Henryka Strojnowska nie podjęła jeszcze decyzji, czy przyjmie propozycję złożoną przez marszałka województwa: czy zostanie w Zarządzie Nieruchomości Wojewódzkich, czy odejdzie z pracy. Teraz dodatkowo zastanawia się, czy pozwać władze województwa.
- Mam jeszcze dużo czasu na podjęcie decyzji i analizuję sprawę z prawnikami – mówi Henryka Strojnowska (PO), była wicewojewoda lubelska a do maja 2019 dyrektor Zarządu Nieruchomości Wojewódzkich.
To instytucja podległa marszałkowi województwa. Kiedy, po wyborach samorządowych 2018, władzę w regionie przejął PiS, to dosyć szybko zwolnił Strojnowską.
Ale polityczka pozwała województwo i sąd uznał, że Strojnowskiej nie można było zwolnić, ponieważ była już w emerytalnym okresie ochronnym. W połowie lipca zatem była dyrektor wróciła do pracy, zajmując stanowisko dyrektora.
Tyle że ZNK miało już dyrektora, czyli Zbigniewa Ławniczaka z PiS. Zatem przez moment w urzędzie było dwóch dyrektorów.
Pierwszego dnia pracy do Strojnowskiej przyszli urzędnicy marszałka i przekazali decyzję, że ma teraz pracować w filii urzędu marszałkowskiego w Białej Podlaskiej na średnim szczeblu urzędniczym. Nie przyjęła tego pisma.

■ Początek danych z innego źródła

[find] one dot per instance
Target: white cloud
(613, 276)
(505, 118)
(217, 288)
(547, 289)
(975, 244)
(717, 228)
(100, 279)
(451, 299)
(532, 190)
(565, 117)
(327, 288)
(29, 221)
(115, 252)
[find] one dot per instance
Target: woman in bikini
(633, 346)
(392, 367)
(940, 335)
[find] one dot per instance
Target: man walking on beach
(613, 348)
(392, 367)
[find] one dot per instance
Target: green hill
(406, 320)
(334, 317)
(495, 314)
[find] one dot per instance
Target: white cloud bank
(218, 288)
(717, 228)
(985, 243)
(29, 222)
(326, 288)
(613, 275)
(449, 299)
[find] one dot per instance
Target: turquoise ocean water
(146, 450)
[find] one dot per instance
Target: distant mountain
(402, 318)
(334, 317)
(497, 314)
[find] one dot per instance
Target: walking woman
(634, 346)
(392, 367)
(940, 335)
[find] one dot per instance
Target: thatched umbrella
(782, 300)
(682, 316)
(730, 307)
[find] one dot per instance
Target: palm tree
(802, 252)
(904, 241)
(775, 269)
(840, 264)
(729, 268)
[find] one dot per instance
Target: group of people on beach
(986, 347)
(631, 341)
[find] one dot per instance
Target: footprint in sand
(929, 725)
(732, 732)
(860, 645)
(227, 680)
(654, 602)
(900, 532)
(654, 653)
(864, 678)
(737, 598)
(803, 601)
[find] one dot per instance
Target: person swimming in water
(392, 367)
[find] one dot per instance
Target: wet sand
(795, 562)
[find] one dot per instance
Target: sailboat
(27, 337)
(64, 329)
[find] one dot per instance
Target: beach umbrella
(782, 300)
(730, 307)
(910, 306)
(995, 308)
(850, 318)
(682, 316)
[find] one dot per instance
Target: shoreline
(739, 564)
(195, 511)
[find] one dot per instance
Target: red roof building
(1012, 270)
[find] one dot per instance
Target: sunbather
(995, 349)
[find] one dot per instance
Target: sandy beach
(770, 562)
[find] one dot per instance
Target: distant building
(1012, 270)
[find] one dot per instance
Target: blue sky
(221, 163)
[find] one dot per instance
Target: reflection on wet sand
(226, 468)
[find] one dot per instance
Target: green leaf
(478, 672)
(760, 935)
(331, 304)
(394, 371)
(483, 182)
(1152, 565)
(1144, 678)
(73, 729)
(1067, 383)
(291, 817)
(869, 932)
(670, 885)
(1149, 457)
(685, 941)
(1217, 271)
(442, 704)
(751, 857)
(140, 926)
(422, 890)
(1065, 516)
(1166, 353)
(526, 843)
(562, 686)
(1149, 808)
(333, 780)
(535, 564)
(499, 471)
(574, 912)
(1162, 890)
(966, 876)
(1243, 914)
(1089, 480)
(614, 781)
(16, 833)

Niedługo potem zarząd województwa cofnął Strojnowskiej wszystkie pełnomocnictwa i uniemożliwił podejmowanie decyzji.
Drugiego dnia pracy urzędnicy marszałka złożyli nową propozycję: oddelegowanie do Białej Podlaskiej lub 3-miesięczne wypowiedzenie bez obowiązku świadczenia pracy. - Na podjęcie decyzji mam 1,5 miesiąca – mówiła nam wtedy i tłumaczyła: - Mogę przez trzy miesiące siedzieć w domu i otrzymywać dyrektorską pensję. Na koszt podatnika.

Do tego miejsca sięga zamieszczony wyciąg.